There had been lots of campaigning for the vote towards the end of the 19th Century mainly using methods such at petitions, writing letters and badgering members of parliament.
That changed in 1903 with the establishment by the Pankhursts, and others, of the Women's Social and Political Union. A branch was opened in Glasgow in 1906 and by 1908 its Scottish headquarters had been opened in the city.
"At first the suffragettes tend to go down to England in order to commit some of the more militant acts," says Prof Sarah Pedersen of Robert Gordon University who is writing a book on the Scottish suffragettes.
"We don't really get much militant suffrage activity going on Scotland until a couple of years before the First World War but once they get started they do quite a lot of damage."
She points to the burning down of buildings, the grandstands at Ayr and Perth racecourses, the pouring of acid in post boxes to destroy the mail or burning the slogan 'votes for women' into the greens of golf courses with acid.

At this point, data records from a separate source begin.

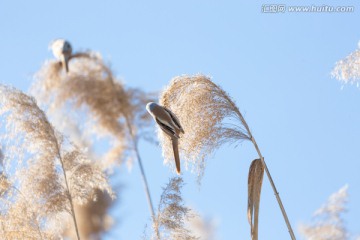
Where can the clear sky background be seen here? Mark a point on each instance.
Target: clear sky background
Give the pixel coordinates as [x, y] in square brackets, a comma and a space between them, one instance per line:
[275, 66]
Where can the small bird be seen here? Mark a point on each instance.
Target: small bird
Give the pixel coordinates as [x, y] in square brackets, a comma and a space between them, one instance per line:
[62, 50]
[170, 124]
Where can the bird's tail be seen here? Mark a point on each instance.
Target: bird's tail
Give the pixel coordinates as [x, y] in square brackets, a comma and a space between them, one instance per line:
[176, 154]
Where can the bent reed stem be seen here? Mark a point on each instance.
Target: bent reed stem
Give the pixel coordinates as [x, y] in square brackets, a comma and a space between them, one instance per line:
[269, 177]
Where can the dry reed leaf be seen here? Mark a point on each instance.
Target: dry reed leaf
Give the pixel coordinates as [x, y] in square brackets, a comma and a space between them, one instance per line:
[207, 114]
[255, 178]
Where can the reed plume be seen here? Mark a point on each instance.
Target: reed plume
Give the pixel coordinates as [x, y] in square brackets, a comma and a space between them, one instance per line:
[328, 222]
[171, 215]
[111, 109]
[202, 108]
[209, 118]
[347, 70]
[46, 174]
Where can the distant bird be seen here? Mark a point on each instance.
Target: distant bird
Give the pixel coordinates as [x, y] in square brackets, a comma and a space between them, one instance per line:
[170, 124]
[62, 50]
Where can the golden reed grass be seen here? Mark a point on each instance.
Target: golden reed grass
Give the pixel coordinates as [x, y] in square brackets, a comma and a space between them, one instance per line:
[45, 174]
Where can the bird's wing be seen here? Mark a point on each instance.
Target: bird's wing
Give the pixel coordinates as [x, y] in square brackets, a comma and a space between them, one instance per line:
[168, 130]
[176, 154]
[175, 119]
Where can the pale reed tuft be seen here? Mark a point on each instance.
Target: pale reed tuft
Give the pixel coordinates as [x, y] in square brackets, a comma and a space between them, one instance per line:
[208, 116]
[328, 222]
[108, 108]
[93, 218]
[91, 86]
[203, 227]
[169, 222]
[46, 173]
[347, 70]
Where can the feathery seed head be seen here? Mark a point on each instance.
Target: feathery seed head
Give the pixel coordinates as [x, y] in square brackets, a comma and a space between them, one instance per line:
[207, 113]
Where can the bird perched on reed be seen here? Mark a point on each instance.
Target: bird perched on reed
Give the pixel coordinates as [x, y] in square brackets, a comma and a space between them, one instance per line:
[62, 50]
[170, 124]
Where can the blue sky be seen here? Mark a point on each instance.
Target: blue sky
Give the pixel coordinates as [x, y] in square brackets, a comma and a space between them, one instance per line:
[275, 66]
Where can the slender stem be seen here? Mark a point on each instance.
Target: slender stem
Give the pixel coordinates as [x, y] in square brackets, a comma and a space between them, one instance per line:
[32, 210]
[136, 149]
[146, 185]
[68, 189]
[135, 146]
[269, 177]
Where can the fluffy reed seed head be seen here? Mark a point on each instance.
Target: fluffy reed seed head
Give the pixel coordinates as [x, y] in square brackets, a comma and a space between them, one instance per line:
[347, 70]
[34, 164]
[328, 222]
[208, 116]
[172, 214]
[90, 85]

"One of the things to note is that they were very careful not to actually harm or kill anyone with all these fires, the places they set fire to were empty. What they were hoping for was that the landowners and the insurance companies would put pressure on the government to give women the vote," she continues.
A important point for the movement in Scotland was a big rally in Edinburgh in 1909. , external
It was led by the formidable Flora Drummond, riding on horseback. A key figure in the movement, she had grown up in Arran.
Edinburgh had a rather less positive claim to fame too though. It was here that the suffragette Ethel Moorhead became the first in Scotland to be force-fed, a practice which came later north of the border.
"There were two prisons in Scotland that did force feed," says Donna Moore of the Glasgow Women's Library.
"One was Edinburgh," she continues "although slightly reluctantly, but the main one was Perth and, in fact, when there was a royal visit to Perth there were signs outside saying welcome to your majesty's torture chamber in Perth prison."
Ms Moore is fascinated by the stories of suffragettes, stories which she feels deserve to be better known.
Earlier in the year a group of women took part in a public art event, called "March of Women", from the Glasgow Women's Library to Glasgow Green.
The idea was to celebrate women's history and achievements, past and present. The site was chosen as the green had been the venue for many rallies and marches by both suffragettes and suffragists.
World War One is often credited with bringing some women the vote in 1918. But Norman Watson says "in many respects we forget about the valuable work that the constitutionalists did, the non-militant women".
He reckons there were perhaps 100 plus militant suffragettes in Scotland, but thousands who were pursuing similar aims but by different means.
"My view is that by 1914 when the worst of the forcible feeding was happening I think we were heading towards the government giving in, and I actually think the women might have got the vote in 1916, two years before they did."